Pralsetinib: A Review in Advanced RET Fusion-Positive NSCLC

Activating mutations in the proto-oncogene RET have been identified as an oncogenic driver of non-small cell lung cancer (NSCLC) in a small subset of patients. Pralsetinib (Gavreto (R)) is an orally-administered, next-generation, small-molecule selective RET inhibitor that is approved for the treatment of RET fusion-positive metastatic NSCLC. In the pivotal phase I/II ARROW trial, pralsetinib demonstrated rapid and durable anti-tumour activity in patients with advanced RET fusion-positive NSCLC who were previously treated with platinum-based chemotherapy or were treatment-naive.
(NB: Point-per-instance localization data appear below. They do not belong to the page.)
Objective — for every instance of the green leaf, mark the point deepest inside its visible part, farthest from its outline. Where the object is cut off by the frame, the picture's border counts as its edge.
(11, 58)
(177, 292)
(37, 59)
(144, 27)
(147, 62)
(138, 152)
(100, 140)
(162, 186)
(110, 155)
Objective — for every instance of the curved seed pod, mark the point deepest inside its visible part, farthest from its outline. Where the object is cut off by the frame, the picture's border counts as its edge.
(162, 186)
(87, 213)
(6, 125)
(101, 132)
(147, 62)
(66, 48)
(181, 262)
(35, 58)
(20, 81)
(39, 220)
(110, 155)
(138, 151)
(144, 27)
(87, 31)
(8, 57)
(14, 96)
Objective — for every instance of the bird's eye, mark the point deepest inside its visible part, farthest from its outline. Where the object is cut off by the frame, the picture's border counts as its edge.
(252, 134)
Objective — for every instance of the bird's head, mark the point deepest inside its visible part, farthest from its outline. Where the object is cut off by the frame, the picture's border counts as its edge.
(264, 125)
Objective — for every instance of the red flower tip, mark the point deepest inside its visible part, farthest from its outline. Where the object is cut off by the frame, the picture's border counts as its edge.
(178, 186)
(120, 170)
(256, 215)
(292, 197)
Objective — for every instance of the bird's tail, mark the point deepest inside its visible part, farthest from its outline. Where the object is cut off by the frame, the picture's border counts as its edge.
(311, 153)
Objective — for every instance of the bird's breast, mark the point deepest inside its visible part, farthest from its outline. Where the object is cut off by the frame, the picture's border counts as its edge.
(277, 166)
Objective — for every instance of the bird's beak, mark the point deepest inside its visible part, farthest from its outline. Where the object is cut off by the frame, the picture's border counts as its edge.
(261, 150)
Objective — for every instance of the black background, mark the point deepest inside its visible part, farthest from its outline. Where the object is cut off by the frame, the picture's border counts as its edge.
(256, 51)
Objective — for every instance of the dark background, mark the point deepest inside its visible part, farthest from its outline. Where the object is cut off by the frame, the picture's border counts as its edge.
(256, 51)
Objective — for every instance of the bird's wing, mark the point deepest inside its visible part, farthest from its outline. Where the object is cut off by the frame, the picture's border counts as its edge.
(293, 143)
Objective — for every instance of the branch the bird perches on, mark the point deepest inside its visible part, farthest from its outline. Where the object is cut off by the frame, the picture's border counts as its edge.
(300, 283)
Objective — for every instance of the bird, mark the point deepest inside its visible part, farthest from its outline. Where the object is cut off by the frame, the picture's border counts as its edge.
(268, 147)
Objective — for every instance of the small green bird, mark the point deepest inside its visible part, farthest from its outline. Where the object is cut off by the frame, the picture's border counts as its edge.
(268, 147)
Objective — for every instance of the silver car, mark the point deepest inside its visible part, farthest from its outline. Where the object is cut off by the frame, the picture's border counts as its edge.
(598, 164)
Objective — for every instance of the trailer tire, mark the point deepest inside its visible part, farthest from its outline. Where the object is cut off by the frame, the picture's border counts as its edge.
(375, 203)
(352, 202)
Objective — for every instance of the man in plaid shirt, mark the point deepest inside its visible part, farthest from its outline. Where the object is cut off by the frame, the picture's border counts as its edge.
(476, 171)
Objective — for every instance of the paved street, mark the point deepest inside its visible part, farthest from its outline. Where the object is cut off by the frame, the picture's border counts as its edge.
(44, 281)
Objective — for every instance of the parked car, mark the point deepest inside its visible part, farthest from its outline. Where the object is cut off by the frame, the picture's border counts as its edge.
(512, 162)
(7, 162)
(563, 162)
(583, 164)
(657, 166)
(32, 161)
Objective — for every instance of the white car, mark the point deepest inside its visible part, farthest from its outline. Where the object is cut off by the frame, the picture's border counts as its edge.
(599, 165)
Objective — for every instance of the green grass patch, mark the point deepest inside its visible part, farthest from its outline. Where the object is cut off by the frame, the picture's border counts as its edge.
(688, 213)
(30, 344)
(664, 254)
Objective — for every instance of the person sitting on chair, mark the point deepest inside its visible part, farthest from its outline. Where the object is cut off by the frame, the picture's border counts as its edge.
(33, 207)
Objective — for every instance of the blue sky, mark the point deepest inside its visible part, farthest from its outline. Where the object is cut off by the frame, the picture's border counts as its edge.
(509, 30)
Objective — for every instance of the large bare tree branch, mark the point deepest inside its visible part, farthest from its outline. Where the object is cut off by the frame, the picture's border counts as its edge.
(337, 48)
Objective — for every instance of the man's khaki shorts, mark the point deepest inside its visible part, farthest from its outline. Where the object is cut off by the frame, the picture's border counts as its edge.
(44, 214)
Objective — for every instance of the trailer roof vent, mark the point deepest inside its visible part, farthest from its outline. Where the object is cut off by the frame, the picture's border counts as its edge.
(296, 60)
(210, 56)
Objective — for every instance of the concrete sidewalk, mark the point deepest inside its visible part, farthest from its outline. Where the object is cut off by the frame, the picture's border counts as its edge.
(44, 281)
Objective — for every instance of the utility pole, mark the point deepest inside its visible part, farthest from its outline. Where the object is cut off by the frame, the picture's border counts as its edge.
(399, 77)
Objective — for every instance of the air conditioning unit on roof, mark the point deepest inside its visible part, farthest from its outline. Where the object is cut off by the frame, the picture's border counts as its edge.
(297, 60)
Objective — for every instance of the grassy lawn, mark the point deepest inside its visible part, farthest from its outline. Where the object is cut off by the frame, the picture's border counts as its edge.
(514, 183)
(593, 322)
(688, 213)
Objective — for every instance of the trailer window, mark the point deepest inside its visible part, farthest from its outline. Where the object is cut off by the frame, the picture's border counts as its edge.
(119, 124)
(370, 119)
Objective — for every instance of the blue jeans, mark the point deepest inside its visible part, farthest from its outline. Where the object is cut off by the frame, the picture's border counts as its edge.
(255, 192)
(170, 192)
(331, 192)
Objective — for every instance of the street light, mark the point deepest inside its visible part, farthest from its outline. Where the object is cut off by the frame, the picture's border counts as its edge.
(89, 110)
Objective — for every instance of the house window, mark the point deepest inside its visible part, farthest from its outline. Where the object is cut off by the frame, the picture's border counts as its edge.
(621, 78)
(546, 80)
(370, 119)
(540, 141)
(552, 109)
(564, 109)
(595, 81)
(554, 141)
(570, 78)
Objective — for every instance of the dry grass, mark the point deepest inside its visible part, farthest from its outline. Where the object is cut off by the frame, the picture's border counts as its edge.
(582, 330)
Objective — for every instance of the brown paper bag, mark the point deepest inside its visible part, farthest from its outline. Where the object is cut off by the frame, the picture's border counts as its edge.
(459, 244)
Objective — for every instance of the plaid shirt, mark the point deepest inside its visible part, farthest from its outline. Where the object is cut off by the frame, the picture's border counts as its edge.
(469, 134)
Pralsetinib also showed clinical activity against intracranial metastases arising from NSCLC. Pralsetinib had a manageable tolerability profile, with the most common grade 3 treatment-related adverse events being neutropenia, hypertension, anaemia and decreased white blood cell count. Currently available data indicate that pralsetinib is a promising new targeted treatment option for patients with advanced RET fusion-positive NSCLC. Plain Language Summary RET fusions are known to drive non-small cell lung cancer (NSCLC) in a small subset of patients. Non-RET-specific multikinase inhibitors have been evaluated as targeted therapy for these patients in clinical trials, with limited success. Pralsetinib (Gavreto (R)) is an oral drug that directly and selectively inhibits the RET tyrosine kinase activity and is recently approved for the treatment of RET-driven NSCLC. In the pivotal ARROW trial, pralsetinib as first- or subsequent-line therapy showed rapid and durable clinical activity in patients with advanced RET fusion-positive NSCLC. The drug was also active against brain metastases from NSCLC. Pralsetinib had a manageable tolerability profile. Therefore, pralsetinib is a promising new targeted therapy option for patients with advanced RET fusion-positive NSCLC.